So the conflict in America — what has driven us into our uncivil war — is the deep divide between the progressive policies and multiculturalism of the Democratic Party and the anti-multicultural, plutocratic ethos of the Republican Party.

And that conflict over policies and visions is increasingly about democracy, too.

This last wasn’t inevitable. The Republican Party could modify its goals to appeal to more Americans. It could keep its platform and bet on winning elections because of anti-Democratic sentiment. But instead it is taking a third course — trying to make the nation less democratic, or at least to stop it from becoming more democratic. Through aggressive gerrymandering, voting restrictions, changes to election procedures and other methods, the GOP is working to make it possible to win with as few voters as possible. And it has created a fail-safe for when it does lose: courts stacked with partisan judges who will block basically any Democratic policy initiative. This week’s decision by five GOP-appointed U.S. Supreme Court justices allowing an egregious Alabama gerrymander that violates the clear spirit of the Voting Rights Act was just the latest illustration of the danger.

I don’t think that most rank-and-file Republican voters hate democracy, broadly defined. But the dominant groups in the Republican Party aren’t on board with Multiracial Multicultural Social Fuller-Democracy, because it too often results in policies they oppose. And if the choice is between pursuing greater racial justice for Black Americans or, say, banning books and writings about the United States’ history of racism to weaken the push for racial justice, this Republican Party will opt for the latter.

Democrats, to their credit, generally respect the notion that a more democratic nation is a good thing, and thereby try to appeal to a broad swath of voters instead of seeking to rig the rules in their favor. That’s one reason they nominated a candidate (Joe Biden) closer to the political center than his rivals in 2020 and why there was no Jan. 6, 2017, insurrection to stop Donald Trump from taking office. (Of course, Democrats are doing some gerrymandering, too, but that’s largely to give themselves a fair chance, since Republicans blocked the democracy-reform bill that would have limited partisan gerrymandering by either party.)

Consequently, right now, the fates of Multiracial Multicultural Social Fuller-Democracy and the Democratic Party are conjoined in the United States — and that’s a big problem for Multiracial Multicultural Social Fuller-Democracy. Because to prevent further erosion, Bush/Romney Republicans will have to back most Democratic candidates. And Democrats and independents will need to turn out to vote in large numbers in 2022 and 2024, the way they did in 2018 and 2020. Bush/Romney Republicans are understandably resistant to voting for Democrats, since they disagree with them on many core policy issues. And many Democrats and independents who voted for congressional Democrats and Biden are understandably frustrated with the party’s governing failures and might not be eager to vote for them again.

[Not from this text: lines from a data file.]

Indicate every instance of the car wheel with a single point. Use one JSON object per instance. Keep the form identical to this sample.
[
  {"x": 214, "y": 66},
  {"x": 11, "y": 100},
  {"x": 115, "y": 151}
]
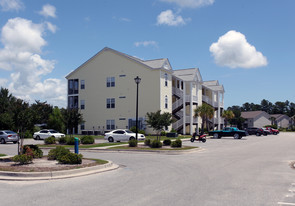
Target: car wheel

And that’s why it appears increasingly likely that Republicans will win the 2022 and 2024 elections, even under our current rules. Once in power, however, expect Republicans to speed down their chosen semi-democratic path.

U.S. elections are designed to be contests over policy, ideology and governing performance, not over the democratic system itself. But that is where we are. For now, everyone who wants to live in a country that is really democratic has to become comfortable with a country that is really Democratic.